Regex Library

Regular expression functions for pattern matching and text processing. The function signatures follow Python’s re module conventions.

Available Functions

Function Description
match(pattern, string, flags=0) Match pattern at the beginning of string
search(pattern, string, flags=0) Search for pattern anywhere in string
findall(pattern, string, flags=0) Find all non-overlapping matches
sub(pattern, repl, string, count=0, flags=0) Replace pattern matches with repl
split(pattern, string, maxsplit=0, flags=0) Split string by pattern
compile(pattern, flags=0) Compile pattern into a regex object

Match Objects

The re.match() and re.search() functions return a Match object on success, or None if no match is found. Match objects provide the following methods:

Method Description
group(n=0) Returns the nth matched group (0 = full match)
groups() Returns a tuple of all capturing groups (excluding group 0)
start(n=0) Returns the start position of the match
end(n=0) Returns the end position of the match
span(n=0) Returns a (start, end) tuple for the match

Example:

import re

# Search with capturing groups
m = re.search(r'(\w+)@(\w+)\.(\w+)', 'Email: user@example.com')
if m:
    print(m.group(0))   # 'user@example.com' (full match)
    print(m.group(1))   # 'user' (first group)
    print(m.group(2))   # 'example' (second group)
    print(m.group(3))   # 'com' (third group)
    print(m.groups())   # ('user', 'example', 'com')
    print(m.start())    # 7 (position where match starts)
    print(m.end())      # 23 (position where match ends)
    print(m.span())     # (7, 23)

Constants (Flags)

The regex library provides the following flags that can be passed to functions:

Flag Shorthand Value Description
re.IGNORECASE re.I 2 Case-insensitive matching
re.MULTILINE re.M 8 ^ and $ match at line boundaries
re.DOTALL re.S 16 . matches newlines

Flags can be combined using the bitwise OR operator (|):

import re

# Combine IGNORECASE and MULTILINE
m = re.match("hello", "HELLO\nWORLD", re.I | re.M)
if m:
    print(m.group(0))  # "HELLO"

Functions

re.match(pattern, string, flags=0)

Checks if the pattern matches at the beginning of the string.

Parameters:

  • pattern: Regular expression pattern
  • string: String to search
  • flags: Optional flags (default: 0)

Returns: Match object if pattern matches at start, or None if no match

Example:

import re

m = re.match("[0-9]+", "123abc")
if m:
    print("String starts with digits:", m.group(0))  # "123"

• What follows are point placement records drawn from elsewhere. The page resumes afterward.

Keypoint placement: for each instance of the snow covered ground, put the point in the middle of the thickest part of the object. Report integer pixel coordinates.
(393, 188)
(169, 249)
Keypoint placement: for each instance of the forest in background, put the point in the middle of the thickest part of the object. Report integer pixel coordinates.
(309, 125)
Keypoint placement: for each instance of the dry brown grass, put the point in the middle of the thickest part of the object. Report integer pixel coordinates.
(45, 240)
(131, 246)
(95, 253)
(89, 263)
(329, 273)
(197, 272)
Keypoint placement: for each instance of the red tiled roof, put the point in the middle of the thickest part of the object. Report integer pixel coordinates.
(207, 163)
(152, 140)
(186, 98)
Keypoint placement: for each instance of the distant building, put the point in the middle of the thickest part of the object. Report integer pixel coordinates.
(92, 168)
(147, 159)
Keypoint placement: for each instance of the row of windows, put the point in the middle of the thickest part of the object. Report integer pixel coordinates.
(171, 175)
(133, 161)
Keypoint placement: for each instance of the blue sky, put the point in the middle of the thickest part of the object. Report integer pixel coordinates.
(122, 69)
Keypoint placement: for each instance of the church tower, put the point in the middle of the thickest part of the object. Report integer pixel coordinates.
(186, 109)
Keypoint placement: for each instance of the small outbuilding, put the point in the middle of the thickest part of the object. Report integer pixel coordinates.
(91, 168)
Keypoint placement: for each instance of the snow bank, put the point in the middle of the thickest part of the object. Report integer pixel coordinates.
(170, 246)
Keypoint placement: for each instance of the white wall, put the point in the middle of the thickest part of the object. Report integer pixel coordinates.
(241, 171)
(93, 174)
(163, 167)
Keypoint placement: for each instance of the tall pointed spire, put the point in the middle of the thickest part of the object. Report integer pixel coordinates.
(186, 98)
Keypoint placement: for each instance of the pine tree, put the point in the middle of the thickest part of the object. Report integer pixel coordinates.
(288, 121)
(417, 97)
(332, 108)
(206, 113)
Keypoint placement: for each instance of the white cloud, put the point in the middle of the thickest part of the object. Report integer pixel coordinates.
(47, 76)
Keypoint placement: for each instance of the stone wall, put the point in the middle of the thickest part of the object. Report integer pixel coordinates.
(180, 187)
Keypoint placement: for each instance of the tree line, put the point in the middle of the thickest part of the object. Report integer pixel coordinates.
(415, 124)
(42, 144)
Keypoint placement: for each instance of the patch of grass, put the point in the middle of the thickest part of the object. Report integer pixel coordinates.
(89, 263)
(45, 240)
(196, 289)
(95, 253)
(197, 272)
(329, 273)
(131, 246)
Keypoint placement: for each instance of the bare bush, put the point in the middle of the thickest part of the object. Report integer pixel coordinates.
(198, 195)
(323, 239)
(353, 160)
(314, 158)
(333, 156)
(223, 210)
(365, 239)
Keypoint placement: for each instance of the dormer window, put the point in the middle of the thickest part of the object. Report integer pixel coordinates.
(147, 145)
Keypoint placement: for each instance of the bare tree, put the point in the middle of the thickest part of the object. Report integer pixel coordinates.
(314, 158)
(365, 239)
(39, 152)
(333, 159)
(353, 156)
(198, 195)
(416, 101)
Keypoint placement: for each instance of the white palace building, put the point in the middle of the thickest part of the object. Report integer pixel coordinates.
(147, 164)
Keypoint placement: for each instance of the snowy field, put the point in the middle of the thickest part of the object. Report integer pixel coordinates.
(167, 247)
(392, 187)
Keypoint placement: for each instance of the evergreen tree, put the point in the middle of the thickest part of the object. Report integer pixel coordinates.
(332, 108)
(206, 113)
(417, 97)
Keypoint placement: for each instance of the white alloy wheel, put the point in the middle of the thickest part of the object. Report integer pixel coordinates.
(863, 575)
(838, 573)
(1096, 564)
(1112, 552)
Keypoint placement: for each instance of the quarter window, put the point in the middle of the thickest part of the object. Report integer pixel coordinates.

m = re.match("[0-9]+", "abc123")
if m == None:
    print("Pattern must match at start")

# Case-insensitive matching
m = re.match("hello", "HELLO world", re.I)
if m:
    print("Case-insensitive match:", m.group(0))  # "HELLO"

re.search(pattern, string, flags=0)

Searches for the first occurrence of the pattern anywhere in the string.

Parameters:

  • pattern: Regular expression pattern
  • string: String to search
  • flags: Optional flags (default: 0)

Returns: Match object for the first match, or None if no match found

Example:

import re

m = re.search(r'\w+@\w+\.\w+', "Contact: user@example.com")
if m:
    print(m.group(0))  # "user@example.com"

result = re.search("[0-9]+", "no numbers")
print(result)  # None

# Case-insensitive search
m = re.search("world", "HELLO WORLD", re.I)
if m:
    print(m.group(0))  # "WORLD"

# Using capturing groups
m = re.search(r'(\d+)-(\d+)', "Phone: 555-1234")
if m:
    print(m.group(0))  # "555-1234"
    print(m.group(1))  # "555"
    print(m.group(2))  # "1234"
    print(m.groups())  # ("555", "1234")

re.findall(pattern, string, flags=0)

Finds all occurrences of the pattern in the string.

Parameters:

  • pattern: Regular expression pattern
  • string: String to search
  • flags: Optional flags (default: 0)

Returns: List of strings (all matches)

Example:

import re

phones = re.findall("[0-9]{3}-[0-9]{4}", "Call 555-1234 or 555-5678")
print(phones)  # ["555-1234", "555-5678"]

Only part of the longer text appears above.